Split petri dishes

To test whether during cultivation on NA, AZ78 VOCs are absorbed into the PDA medium, split Petri dishes (Sarstedt, diameter 92 mm) containing 5 mL NA and 5 mL PDA medium respectively, were used. Bacteria were inoculated in the compartment with NA (50 μL of a 1 × 10⁸ cells/mL suspension), the Petri dishes were sealed with Parafilm (Bemis) and incubated at 27°C for 168 h. The cultivation period of 168 h was used since pilot studies using headspace vials revealed the richest volatile profile of AZ78. PDA and NA, the latter with AZ78 cultures, were then cut into pieces under the laminar flow with the help of a sterile spatula. The pieces of each medium were placed into separate sterile HS vials, which were sealed with sterile metal caps having 1.3 mm silicone/PTFE septa and the VOC profiles were measured by GC-MS according to the parameters specified below. Empty HS vials and HS vials with uninoculated NA and PDA pieces respectively, were used as controls. Four or five replicates (HS vials) were analyzed for each treatment in a randomized block design and the experiment was carried out twice.
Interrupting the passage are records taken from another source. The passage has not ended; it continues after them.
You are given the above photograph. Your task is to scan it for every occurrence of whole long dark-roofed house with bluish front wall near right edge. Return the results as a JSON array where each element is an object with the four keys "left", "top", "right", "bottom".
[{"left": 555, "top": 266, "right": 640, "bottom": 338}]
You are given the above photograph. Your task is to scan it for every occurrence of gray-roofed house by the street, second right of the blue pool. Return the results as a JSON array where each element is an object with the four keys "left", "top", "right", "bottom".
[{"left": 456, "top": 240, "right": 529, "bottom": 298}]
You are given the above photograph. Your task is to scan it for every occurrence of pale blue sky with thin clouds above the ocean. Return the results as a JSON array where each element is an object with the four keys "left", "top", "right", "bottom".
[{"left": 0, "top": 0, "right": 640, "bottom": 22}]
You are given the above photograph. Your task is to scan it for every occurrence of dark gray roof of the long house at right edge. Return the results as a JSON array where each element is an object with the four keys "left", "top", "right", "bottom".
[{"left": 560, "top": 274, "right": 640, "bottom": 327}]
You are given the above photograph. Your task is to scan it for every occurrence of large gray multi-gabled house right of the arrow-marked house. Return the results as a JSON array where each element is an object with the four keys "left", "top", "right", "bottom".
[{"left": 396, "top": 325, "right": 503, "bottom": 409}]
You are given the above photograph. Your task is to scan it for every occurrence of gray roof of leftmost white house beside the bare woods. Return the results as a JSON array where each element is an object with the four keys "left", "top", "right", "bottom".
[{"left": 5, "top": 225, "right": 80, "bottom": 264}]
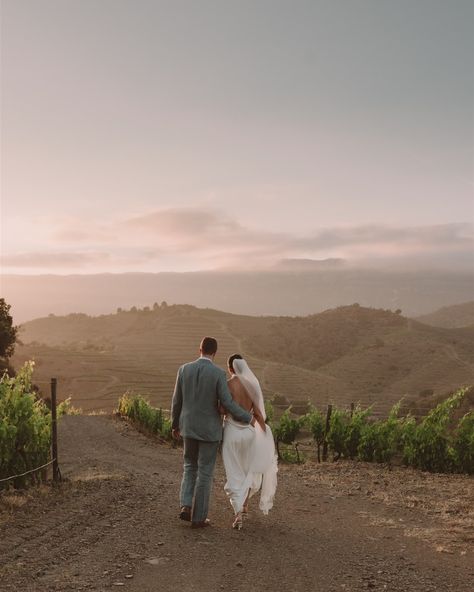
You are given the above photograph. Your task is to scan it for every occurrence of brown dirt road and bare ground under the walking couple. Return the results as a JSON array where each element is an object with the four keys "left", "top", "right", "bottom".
[{"left": 0, "top": 416, "right": 474, "bottom": 592}]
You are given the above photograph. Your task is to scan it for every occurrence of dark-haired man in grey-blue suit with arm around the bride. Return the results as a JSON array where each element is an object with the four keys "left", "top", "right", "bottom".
[{"left": 171, "top": 337, "right": 255, "bottom": 528}]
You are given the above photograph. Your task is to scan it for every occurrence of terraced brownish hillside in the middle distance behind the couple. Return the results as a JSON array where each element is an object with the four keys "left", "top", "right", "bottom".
[{"left": 13, "top": 305, "right": 474, "bottom": 413}]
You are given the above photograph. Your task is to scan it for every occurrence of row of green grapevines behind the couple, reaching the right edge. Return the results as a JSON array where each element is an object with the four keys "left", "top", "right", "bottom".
[{"left": 118, "top": 389, "right": 474, "bottom": 474}]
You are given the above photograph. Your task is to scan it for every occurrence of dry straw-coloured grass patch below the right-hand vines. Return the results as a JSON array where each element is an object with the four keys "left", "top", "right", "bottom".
[{"left": 300, "top": 461, "right": 474, "bottom": 555}]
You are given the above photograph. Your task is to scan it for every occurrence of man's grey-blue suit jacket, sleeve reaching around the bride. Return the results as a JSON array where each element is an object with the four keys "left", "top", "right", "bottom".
[{"left": 171, "top": 358, "right": 252, "bottom": 442}]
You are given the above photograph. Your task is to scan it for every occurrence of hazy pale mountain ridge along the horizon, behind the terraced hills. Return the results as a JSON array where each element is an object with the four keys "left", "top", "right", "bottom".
[{"left": 1, "top": 268, "right": 474, "bottom": 323}]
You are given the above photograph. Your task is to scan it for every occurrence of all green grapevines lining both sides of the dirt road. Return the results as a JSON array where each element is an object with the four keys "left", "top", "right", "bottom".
[{"left": 0, "top": 354, "right": 474, "bottom": 498}]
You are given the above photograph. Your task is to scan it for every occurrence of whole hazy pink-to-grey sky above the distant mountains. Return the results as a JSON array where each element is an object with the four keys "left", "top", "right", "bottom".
[{"left": 0, "top": 0, "right": 474, "bottom": 274}]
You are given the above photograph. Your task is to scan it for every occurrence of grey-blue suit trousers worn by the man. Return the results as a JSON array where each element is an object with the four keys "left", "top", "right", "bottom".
[{"left": 180, "top": 438, "right": 219, "bottom": 522}]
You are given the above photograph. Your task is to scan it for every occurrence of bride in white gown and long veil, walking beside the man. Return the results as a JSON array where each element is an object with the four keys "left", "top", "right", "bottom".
[{"left": 222, "top": 354, "right": 278, "bottom": 530}]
Split Petri dishes (Sarstedt, diameter 92 mm), with ventilation cams and two physically separated compartments were used. 5 mL of PDA medium were poured in one compartment and Nutrient Agar (NA, Oxoid) in the other. After solidification of the media, 50 μL of AZ78 cell suspension were spread on NA using sterile spatulas. Subsequently, Petri dishes were sealed with Parafilm (Bemis, Neenah, United States) and incubated for 72 h at 25°C. Petri dishes containing uninoculated NA medium were used as control. In all the experiments, a plug (5 mm in diameter) was cut from the border of 7 days old fungal or oomycete colony using a sterile cork borer. Subsequently, the mycelium plugs were placed on PDA-containing side and the Petri dishes were incubated at 25°C in the dark. After 96 h post-inoculation (hpi), the mycelial growth of the tested pathogens was determined by measuring the mycelium colony diameter (mm) parallel to the separating barrier of the two compartments. It is worth noting that the 96 hpi time point of the measurements corresponded to a total AZ78 incubation time of 168 h, as AZ78 was incubated for 72 h prior to pathogens inoculation. Thus, 168 h was subsequently chosen as one of the sampling time points for the analysis of AZ78 VOCs profile described below. Four replicates (Petri dishes) were analyzed for each treatment and the experiment was carried out twice.